Precise Meaning of ‘Tea Money’ Up for Debate

A three-year-old comment by a senior Cambodian government official has become a semantic tempest in a teapot this week, having possibly helped spur several corruption probes of the world’s largest mining firm.

Seven months after the Cambodian government inked a mineral exploration deal with Australian firm BHP Billiton, Minister of Water Resources Lim Kean Hor told the National Assembly in 2007 that the government had received “tea money, $2.5 million, from the bauxite investment with Australia.”

Tea money, or ‘loi teok te’ in Khmer language is a common term in many Asian countries, including Cambodia, used to refer to unofficial or under-the-table commissions.

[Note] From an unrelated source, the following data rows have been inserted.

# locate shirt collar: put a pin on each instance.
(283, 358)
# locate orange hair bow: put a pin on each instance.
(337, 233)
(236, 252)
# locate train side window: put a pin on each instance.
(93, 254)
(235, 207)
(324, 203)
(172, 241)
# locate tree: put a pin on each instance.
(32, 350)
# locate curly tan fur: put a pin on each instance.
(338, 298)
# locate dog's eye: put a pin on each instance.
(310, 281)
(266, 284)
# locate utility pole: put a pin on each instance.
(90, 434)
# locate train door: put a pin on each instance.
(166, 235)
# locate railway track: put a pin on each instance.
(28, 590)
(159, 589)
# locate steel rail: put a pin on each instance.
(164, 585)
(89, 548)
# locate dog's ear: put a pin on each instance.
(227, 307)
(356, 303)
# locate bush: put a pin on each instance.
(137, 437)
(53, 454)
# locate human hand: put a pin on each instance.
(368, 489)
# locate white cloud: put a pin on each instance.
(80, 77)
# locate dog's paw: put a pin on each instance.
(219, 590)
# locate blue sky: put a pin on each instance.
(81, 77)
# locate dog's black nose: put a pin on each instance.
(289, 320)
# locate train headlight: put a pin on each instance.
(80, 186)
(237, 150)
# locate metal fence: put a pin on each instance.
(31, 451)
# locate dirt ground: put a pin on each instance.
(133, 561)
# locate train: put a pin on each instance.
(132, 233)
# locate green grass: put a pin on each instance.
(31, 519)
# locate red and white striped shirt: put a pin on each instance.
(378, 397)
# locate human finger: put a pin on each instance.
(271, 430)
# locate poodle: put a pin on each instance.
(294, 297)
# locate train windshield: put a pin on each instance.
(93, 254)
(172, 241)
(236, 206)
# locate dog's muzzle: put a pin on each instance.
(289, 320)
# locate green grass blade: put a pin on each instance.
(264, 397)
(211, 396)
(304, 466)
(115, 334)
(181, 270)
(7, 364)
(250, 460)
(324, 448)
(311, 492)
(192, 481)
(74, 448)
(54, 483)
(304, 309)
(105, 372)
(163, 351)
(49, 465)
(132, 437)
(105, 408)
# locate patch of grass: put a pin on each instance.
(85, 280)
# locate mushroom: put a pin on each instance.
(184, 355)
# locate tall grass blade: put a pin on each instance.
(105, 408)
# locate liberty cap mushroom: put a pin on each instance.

But, Chan Yutha, a cabinet chief at the Water Resources Ministry, emphatically denied on Thursday that this was what the phrase meant. He said tea money was “not under-the-table money…bribery or corruption money” and blamed the confusion on the difficulty of translating between Khmer and English.

Historian Ros Chantrabot, an adviser to the Royal Academy of Cambodia, said that the term is a recent import into the Khmer language by ethnic Chinese businessmen. Tea money is usually just a colorful way of describing a legal commission paid to a salesman or agent, he added.

“Tea money is just called a commission-it’s not illegal…it’s not under-the-table or corrupt money,” Mr Chantrabot said.

But SRP parliamentarian Mu Sochua said that although unofficial tea money payments are widespread in the private sector and among local officials, any payment of tea money to a high-ranking official constitutes “totally unacceptable” corruption.

“It is a practice at the local level which is a part of doing business, but if it is for officials then it is very serious,” she said.

“Tea money is money that you pay someone for a favor,” Ms Sochua added. “That alone is part of corruption, because it is money in order to buy favors so that you can have the upper hand over competition.”

When asked by a reporter on Friday to provide a definition of tea money, Phan Phalla, the deputy secretary general of the Supreme National Economic Council, sidestepped the question.

“I am sorry to say that I am not the person to know of these specifics,” he said while speaking Friday at a roundtable discussion in Phnom Penh on the management of natural resource wealth.